Ask 10 people the best way to strength train and you're likely to get 10 different answers. But what is the BEST way to gain muscle strength? To answer that pressing question, I went to the father of strength training research, Dr. Wayne Wescott. Dr. Wescott is a National Fitness Consultant, the Fitness Director of the South Shore YMCA in Quincy, Massachusetts and the author of 13 books on strength training.

In a recent interview with Dr. Wescott in New York City, he answered the most frequently asked questions I receive from our eFitness subscribers. I think you’ll be surprised by the answers. Read on to find out how to most efficiently maximize your strength gains.

How many reps should someone perform to gain the maximal amount of strength?

It’s not what we’ve always been telling people. Here’s the honest answer: the range is the entire anaerobic energy system which is 30–90 seconds. As long as momentary muscular failure is reached in 30–90 seconds, exercisers will gain muscle strength, size and endurance.

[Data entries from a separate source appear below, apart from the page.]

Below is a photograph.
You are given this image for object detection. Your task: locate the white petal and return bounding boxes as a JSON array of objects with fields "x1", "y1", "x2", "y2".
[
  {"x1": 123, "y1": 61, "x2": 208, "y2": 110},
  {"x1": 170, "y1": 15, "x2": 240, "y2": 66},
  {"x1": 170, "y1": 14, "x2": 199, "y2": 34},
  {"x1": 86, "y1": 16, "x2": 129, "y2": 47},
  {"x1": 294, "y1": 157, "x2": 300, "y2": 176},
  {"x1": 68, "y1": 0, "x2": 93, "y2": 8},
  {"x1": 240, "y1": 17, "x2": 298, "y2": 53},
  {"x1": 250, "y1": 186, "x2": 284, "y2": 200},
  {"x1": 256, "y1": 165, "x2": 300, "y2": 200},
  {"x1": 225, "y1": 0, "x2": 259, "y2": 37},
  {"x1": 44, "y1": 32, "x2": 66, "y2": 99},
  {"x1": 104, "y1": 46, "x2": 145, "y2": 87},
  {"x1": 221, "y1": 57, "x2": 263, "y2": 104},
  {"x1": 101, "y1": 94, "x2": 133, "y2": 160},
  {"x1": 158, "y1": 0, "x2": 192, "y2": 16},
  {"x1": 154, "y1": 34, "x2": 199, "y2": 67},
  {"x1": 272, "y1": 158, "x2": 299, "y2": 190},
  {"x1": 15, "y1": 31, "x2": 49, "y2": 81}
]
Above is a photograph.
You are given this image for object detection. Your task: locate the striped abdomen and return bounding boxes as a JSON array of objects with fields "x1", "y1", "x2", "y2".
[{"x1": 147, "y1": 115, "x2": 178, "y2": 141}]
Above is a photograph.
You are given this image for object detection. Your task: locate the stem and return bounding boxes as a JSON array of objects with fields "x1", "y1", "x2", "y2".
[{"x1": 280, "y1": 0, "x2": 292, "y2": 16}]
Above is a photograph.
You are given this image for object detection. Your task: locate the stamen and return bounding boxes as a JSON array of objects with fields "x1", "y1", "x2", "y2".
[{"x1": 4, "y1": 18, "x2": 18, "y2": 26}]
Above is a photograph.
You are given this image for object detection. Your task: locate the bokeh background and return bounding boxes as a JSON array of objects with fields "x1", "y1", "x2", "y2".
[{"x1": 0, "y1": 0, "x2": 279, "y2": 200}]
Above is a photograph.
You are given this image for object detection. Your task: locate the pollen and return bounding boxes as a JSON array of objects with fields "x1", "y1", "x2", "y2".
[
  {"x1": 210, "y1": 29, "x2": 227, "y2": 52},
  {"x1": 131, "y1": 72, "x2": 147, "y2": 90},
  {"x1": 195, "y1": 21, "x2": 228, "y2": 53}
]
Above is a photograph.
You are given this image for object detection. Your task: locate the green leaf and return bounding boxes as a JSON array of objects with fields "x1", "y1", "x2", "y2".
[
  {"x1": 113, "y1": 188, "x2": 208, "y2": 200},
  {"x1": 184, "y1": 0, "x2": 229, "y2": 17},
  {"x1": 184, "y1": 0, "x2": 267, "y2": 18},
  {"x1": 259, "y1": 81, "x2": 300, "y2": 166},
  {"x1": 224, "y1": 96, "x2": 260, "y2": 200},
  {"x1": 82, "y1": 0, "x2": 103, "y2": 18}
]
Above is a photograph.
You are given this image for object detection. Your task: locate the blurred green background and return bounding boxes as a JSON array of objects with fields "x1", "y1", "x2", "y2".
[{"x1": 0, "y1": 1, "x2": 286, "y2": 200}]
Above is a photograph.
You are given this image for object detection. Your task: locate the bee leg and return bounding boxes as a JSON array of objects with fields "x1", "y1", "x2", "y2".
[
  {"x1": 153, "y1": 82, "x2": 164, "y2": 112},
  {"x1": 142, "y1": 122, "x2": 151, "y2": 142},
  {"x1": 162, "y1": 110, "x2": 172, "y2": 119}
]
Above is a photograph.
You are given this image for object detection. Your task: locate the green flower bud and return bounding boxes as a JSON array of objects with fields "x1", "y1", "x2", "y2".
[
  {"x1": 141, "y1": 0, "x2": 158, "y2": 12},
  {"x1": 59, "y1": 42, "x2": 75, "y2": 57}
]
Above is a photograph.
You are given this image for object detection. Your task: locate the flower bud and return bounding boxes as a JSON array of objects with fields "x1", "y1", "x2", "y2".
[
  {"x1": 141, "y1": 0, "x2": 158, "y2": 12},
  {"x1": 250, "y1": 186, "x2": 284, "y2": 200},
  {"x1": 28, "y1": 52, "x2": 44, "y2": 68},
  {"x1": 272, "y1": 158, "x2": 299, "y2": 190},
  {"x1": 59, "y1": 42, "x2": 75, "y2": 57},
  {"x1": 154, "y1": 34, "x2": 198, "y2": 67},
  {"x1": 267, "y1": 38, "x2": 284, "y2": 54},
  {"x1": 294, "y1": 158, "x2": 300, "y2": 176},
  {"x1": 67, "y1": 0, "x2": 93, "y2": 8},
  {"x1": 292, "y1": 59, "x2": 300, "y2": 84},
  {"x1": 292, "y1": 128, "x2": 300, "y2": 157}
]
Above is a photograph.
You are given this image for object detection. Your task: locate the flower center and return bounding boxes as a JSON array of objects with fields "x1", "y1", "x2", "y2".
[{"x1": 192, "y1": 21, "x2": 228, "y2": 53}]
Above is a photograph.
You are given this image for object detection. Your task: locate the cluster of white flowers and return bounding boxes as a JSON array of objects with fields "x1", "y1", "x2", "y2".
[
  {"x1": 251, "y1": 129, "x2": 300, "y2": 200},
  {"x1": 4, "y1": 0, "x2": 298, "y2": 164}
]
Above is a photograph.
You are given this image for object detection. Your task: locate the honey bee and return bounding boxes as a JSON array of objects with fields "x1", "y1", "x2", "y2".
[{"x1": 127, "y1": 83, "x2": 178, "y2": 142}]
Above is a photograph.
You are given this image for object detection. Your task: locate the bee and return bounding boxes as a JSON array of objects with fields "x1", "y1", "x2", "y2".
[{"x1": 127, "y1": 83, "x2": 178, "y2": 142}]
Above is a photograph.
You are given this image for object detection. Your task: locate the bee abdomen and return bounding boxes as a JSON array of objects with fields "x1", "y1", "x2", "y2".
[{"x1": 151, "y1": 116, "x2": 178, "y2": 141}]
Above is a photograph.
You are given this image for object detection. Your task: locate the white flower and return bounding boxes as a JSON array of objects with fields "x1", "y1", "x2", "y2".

Most lifters are going to perform on average 10 reps at 75 percent of maximum resistance. The rep ranges are so closely related that it doesn’t matter. You may prefer 8–12 or 4–8 or 12–15. Each builds strength, size and endurance equally. Roughly anywhere from 5–15 reps are the upper and lower limits of the range. Strength gains occur at a slower rate when performing more than 15 reps. There really is no need to do more than 20 reps.

How many sets should someone perform to gain the maximal amount of strength?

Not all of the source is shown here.